The Kremlin’s use of tactical nuclear weapons is no longer inconceivable. But a strong Western stance can stop President Vladimir Putin from taking such a step.
Russia has begun deploying tactical nuclear weapons in Belarus. The move could be more than just a tit-for-tat signal following the West’s decision to give F-16 fighter planes and Patriot anti-missile defense systems to Ukraine. In fact, it could be a warning from the Kremlin that it is considering utilizing such arms. Tactical nuclear weapons are designed to be used against smaller, mainly military targets.
This is a clear threat, but it is no reason for fear and weakness in the West. Giving in to such threats only emboldens the aggressor.
Besides being intended to increase Western angst, the move shows that Russian President Vladimir Putin sees the use of tactical nuclear weapons as no longer taboo. Up to this point in history, nuclear weapons have been seen purely as instruments of deterrence, never to be used. This may now be changing.

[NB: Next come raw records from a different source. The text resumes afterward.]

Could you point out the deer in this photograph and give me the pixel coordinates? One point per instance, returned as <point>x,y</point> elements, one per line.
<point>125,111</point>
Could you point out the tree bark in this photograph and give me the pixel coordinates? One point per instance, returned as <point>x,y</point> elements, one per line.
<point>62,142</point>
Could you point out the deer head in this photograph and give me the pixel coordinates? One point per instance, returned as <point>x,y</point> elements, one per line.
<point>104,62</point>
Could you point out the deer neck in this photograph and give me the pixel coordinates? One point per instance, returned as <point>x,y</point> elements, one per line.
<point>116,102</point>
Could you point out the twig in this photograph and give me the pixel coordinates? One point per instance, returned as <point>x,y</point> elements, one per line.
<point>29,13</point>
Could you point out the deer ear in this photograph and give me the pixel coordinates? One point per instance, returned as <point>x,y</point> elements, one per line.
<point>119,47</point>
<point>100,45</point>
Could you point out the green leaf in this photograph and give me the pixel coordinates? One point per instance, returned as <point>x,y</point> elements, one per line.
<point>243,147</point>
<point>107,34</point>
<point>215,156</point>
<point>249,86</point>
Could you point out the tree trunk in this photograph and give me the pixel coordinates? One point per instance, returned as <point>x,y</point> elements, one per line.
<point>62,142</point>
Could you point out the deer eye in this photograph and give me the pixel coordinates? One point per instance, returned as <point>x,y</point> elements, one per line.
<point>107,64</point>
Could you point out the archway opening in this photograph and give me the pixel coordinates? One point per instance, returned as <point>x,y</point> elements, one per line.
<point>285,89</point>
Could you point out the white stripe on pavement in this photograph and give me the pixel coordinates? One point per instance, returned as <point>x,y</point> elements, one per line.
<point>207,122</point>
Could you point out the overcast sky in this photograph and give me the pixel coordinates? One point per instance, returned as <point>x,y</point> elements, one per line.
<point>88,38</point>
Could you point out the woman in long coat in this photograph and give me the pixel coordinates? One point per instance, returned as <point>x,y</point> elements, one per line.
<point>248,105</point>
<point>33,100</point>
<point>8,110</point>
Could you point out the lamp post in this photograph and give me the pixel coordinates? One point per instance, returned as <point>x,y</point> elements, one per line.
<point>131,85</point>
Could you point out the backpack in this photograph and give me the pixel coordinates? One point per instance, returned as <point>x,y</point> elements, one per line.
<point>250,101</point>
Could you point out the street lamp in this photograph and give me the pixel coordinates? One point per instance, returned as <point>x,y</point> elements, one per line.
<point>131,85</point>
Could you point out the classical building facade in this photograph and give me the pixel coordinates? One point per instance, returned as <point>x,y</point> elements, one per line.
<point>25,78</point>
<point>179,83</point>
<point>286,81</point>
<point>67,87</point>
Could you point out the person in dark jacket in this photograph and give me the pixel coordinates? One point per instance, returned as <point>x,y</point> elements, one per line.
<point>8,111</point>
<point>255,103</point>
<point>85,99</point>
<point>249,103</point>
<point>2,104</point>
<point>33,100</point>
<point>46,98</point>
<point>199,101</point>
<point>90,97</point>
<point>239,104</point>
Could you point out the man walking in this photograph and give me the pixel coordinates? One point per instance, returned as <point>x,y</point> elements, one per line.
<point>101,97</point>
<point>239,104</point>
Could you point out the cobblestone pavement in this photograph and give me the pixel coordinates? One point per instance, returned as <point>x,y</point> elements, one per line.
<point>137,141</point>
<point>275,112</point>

Beijing’s opposition to any use of nuclear weapons has also been seen as a major reason why Russia would refrain from taking that step. Moreover, employing such arms could lead powers like India, Brazil and South Africa to abandon their neutral stance.
But while we can expect China to condemn the use of nuclear weapons rhetorically, it might also find it valuable to have the taboo broken to increase tension in Taiwan, which Beijing is seeking to reunify with the mainland. Also, neutral powers may not drastically change their views even if tactical nuclear weapons are used against Ukrainians.
NATO countries are safer. The use of any nuclear weapons against Poland, the Baltics or any other ally would invite overwhelming retaliation against Moscow.
No nuclear weapons are stationed in NATO countries bordering Russia. There is no need. What would be helpful is to give ironclad security guarantees to Kyiv if Russia deploys tactical nuclear weapons on the battlefield in Ukraine.